How the swap lines work
The PBOC has signed swap deals with roughly 40 economies, from developed nations like the eurozone and the UK to emerging markets such as Argentina and Indonesia. Under these arrangements, a central bank can borrow yuan up to a preset limit, then use it to support its financial system or facilitate cross-border payments. The drawings in Q1 represent actual usage under those lines, not just the total available credit.

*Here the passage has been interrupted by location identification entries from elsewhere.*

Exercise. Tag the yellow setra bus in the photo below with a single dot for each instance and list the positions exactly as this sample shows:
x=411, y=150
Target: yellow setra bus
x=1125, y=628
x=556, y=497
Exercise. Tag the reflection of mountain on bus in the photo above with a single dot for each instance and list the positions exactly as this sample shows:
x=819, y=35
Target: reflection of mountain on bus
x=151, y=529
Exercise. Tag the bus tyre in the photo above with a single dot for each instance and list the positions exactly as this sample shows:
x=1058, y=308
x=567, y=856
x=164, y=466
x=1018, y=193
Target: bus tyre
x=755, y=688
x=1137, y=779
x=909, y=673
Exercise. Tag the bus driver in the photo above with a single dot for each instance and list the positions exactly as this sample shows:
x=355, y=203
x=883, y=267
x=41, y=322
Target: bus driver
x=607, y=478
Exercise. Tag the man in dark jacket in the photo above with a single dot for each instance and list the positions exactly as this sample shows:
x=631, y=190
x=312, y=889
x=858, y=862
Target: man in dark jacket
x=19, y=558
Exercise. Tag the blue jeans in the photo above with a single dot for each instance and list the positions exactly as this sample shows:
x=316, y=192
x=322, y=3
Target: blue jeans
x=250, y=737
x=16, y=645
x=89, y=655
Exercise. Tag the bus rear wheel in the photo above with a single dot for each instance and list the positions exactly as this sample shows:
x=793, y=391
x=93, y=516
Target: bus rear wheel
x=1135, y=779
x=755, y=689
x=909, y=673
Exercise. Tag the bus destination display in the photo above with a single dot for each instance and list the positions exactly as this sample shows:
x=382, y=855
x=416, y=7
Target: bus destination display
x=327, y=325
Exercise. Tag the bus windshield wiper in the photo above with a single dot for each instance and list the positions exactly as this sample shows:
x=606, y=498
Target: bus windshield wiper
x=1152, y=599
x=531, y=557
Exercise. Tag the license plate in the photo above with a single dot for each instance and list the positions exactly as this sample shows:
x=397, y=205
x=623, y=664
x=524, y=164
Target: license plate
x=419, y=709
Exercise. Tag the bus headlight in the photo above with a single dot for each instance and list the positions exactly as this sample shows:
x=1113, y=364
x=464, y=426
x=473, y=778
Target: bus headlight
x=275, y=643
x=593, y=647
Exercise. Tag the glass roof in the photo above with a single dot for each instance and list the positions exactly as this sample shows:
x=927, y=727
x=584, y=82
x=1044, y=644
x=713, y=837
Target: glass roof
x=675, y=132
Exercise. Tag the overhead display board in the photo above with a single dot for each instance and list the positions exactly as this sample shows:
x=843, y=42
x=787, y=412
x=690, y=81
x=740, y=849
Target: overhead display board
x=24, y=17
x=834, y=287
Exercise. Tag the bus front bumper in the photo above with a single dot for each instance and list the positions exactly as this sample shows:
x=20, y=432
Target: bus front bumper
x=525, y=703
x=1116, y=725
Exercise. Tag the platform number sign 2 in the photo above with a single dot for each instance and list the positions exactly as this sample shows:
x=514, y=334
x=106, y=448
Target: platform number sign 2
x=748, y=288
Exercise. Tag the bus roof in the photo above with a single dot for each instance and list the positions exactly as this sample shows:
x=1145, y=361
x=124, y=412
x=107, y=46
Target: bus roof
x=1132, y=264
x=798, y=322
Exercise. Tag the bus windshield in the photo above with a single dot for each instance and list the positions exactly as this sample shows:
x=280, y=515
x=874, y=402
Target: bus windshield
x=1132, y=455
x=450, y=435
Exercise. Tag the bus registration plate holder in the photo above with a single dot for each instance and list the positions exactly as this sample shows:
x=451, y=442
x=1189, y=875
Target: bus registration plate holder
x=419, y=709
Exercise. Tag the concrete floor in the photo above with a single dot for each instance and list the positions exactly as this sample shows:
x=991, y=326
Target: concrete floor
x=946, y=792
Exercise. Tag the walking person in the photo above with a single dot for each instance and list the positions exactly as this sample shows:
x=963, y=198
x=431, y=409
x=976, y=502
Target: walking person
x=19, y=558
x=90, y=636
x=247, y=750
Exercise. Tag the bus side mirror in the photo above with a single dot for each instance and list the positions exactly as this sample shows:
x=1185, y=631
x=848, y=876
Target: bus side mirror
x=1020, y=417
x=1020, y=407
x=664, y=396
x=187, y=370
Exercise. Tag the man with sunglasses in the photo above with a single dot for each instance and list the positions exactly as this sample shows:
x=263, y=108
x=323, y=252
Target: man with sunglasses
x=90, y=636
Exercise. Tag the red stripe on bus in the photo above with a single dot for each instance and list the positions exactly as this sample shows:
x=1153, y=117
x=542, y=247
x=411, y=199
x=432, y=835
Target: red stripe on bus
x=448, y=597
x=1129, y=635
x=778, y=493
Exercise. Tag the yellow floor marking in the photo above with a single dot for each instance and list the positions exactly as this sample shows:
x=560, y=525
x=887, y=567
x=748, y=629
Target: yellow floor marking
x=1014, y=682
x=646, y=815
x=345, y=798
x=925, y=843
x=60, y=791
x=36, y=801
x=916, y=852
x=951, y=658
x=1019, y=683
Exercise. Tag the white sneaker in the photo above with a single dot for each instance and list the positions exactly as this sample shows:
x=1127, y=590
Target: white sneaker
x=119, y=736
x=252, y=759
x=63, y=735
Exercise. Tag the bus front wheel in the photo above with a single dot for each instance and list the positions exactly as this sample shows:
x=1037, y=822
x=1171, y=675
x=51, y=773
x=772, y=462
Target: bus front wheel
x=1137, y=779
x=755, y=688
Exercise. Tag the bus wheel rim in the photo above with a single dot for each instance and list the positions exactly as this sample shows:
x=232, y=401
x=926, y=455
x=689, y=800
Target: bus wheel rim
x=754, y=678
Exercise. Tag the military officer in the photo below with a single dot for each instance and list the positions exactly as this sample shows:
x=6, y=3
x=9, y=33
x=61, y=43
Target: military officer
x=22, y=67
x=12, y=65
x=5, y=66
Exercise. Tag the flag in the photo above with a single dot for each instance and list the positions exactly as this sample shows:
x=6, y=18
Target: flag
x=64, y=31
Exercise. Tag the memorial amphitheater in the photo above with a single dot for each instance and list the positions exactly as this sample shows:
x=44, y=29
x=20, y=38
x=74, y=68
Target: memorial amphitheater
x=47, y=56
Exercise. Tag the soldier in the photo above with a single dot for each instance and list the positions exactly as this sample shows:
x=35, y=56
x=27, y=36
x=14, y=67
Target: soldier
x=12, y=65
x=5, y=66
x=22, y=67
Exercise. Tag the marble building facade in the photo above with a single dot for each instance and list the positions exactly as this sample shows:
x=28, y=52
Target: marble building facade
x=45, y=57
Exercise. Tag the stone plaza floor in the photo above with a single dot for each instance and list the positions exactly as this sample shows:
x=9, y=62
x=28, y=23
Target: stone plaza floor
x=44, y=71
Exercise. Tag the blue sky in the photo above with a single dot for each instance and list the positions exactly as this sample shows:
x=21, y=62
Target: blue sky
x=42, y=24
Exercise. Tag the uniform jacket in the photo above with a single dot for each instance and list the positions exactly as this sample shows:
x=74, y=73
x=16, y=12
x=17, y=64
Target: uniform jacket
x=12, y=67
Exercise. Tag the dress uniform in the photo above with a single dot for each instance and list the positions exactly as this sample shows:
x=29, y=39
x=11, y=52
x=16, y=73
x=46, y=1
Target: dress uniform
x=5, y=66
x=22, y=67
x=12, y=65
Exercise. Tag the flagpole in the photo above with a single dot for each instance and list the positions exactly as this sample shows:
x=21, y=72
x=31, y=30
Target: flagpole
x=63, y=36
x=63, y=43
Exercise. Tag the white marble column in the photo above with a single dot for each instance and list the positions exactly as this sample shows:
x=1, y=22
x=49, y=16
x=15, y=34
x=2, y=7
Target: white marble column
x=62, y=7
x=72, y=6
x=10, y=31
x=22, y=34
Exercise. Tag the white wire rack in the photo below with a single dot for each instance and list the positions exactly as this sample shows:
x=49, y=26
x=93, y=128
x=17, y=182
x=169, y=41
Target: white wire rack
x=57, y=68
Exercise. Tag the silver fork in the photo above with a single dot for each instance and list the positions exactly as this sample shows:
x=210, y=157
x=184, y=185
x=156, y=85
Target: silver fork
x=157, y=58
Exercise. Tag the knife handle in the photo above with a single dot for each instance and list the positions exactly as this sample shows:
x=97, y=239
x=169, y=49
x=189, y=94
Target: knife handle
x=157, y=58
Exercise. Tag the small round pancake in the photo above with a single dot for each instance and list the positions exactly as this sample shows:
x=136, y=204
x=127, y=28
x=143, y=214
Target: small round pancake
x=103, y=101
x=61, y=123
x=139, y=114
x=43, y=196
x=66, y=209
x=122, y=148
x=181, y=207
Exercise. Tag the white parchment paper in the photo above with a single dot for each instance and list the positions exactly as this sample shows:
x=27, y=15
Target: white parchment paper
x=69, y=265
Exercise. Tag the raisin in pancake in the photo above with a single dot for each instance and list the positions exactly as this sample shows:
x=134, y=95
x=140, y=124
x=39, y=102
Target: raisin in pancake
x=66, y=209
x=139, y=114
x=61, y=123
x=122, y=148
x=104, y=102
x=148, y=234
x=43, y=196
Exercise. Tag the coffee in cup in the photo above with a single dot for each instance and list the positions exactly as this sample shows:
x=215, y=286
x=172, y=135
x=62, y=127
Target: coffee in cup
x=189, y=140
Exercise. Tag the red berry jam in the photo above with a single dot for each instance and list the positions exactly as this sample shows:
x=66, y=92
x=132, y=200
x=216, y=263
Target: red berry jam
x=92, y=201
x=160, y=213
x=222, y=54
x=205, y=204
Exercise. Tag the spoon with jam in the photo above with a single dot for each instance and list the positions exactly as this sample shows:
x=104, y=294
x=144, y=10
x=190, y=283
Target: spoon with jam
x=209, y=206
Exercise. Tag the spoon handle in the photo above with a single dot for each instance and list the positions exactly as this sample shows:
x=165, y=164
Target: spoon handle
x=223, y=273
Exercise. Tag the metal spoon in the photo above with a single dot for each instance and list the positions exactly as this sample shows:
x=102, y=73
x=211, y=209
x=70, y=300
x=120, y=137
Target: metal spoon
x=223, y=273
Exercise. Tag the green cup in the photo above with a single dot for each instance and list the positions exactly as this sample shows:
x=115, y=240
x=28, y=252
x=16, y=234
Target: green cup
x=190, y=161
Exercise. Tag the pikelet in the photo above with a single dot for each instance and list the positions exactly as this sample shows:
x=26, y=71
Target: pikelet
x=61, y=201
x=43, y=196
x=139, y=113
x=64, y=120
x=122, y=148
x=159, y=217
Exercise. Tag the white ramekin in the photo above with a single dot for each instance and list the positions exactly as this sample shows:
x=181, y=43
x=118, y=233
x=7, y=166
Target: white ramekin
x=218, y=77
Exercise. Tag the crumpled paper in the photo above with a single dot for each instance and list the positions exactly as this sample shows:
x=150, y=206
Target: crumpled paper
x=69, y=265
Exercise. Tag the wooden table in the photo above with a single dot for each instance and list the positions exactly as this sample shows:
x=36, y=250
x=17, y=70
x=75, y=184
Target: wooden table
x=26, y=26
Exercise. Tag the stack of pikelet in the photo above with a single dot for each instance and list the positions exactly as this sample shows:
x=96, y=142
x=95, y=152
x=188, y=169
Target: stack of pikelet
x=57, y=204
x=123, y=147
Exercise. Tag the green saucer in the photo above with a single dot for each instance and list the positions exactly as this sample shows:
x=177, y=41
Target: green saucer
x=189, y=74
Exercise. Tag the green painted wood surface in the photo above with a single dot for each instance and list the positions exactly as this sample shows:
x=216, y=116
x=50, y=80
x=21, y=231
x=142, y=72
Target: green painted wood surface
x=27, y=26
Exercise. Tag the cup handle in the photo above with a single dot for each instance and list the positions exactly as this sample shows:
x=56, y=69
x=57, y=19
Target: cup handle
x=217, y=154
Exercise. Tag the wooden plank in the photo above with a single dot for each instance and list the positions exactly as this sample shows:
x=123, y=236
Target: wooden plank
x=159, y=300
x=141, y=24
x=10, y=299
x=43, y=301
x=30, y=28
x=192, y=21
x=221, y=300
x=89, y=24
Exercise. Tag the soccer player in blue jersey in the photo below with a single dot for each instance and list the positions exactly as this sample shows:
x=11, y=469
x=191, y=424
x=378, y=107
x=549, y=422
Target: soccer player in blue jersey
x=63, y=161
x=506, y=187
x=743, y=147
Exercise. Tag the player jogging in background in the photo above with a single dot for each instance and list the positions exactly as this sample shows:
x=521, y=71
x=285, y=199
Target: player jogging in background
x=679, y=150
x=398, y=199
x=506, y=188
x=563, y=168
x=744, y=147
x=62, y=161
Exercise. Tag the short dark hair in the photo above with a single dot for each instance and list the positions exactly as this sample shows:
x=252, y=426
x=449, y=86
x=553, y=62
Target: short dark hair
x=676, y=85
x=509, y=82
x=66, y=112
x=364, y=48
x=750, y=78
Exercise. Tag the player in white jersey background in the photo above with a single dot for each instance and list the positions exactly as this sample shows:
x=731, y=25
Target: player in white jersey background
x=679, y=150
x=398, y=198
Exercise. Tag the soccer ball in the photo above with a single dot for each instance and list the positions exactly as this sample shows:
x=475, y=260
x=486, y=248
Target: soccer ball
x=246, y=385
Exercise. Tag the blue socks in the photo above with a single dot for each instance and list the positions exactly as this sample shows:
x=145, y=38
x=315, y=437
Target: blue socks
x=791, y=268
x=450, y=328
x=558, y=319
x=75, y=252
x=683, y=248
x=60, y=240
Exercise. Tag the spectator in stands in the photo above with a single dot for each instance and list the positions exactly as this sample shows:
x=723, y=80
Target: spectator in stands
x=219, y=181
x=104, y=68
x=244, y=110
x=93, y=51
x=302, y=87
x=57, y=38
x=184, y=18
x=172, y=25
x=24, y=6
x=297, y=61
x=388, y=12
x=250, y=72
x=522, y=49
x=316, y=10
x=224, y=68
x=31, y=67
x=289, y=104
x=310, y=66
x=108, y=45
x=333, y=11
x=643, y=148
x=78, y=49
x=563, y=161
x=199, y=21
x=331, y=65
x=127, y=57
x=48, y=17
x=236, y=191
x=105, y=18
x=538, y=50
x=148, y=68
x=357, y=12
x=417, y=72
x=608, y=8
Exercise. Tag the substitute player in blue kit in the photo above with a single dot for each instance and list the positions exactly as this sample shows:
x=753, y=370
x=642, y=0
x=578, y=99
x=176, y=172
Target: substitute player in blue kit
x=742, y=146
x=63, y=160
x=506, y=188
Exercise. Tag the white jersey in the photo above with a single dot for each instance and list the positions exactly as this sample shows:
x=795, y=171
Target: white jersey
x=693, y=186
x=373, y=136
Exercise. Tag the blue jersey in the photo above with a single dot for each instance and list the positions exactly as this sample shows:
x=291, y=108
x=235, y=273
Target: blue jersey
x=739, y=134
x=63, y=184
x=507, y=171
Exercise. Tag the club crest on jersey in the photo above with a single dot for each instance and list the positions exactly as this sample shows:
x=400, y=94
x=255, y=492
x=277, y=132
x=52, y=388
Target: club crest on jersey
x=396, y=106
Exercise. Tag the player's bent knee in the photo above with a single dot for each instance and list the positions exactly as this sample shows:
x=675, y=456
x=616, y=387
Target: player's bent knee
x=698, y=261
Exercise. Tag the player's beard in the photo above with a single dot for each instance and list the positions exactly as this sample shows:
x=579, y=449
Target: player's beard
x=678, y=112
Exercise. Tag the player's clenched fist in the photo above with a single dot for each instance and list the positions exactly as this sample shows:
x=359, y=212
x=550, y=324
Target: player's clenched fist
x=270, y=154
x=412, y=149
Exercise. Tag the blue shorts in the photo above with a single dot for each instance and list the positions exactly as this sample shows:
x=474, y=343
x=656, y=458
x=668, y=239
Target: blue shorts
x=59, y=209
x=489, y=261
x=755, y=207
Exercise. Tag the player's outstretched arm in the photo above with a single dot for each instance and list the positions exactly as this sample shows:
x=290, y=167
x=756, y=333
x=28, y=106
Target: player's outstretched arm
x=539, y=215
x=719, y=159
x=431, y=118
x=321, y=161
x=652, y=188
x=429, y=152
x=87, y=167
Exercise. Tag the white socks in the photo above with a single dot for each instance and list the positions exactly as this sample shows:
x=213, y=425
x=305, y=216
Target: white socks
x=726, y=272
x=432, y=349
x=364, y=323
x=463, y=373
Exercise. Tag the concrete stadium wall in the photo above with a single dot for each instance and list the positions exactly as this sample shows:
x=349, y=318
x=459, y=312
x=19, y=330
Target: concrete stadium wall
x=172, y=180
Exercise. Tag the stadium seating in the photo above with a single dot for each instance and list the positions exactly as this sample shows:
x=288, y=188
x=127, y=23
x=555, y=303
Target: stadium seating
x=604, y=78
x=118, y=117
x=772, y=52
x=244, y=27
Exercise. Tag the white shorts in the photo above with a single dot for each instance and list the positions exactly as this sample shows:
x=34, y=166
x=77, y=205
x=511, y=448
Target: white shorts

Swap lines are typically drawn when a central bank needs yuan to stabilize its own currency or to ensure that local banks can settle trade invoices in renminbi. They're designed to be temporary, and the borrowing central bank pays interest based on market rates. The PBOC has steadily expanded the network since 2009 as part of its push to internationalize the yuan.
Why the Q1 figure matters
$16.4 billion is a substantial quarterly draw. It signals that foreign central banks found it worthwhile to tap the PBOC's liquidity pool rather than sourcing yuan through other channels. The amount could reflect seasonal demand — Chinese exporters often repatriate earnings early in the year — or a response to tighter dollar funding conditions elsewhere.
The figure also offers a rare window into the real-world use of the yuan outside China. Swap line usage is one of the few publicly available metrics that show actual demand for the currency beyond trade flows. In previous quarters, drawings have fluctuated, but this Q1 number is notably higher than the average of recent years.
No central bank has disclosed exactly why it drew on the lines in Q1. The PBOC itself only reports aggregate data, so individual country activity remains opaque. What's clear is that the yuan swap network continues to function as a safety valve for global central banks — and that they're using it more than ever in 2025.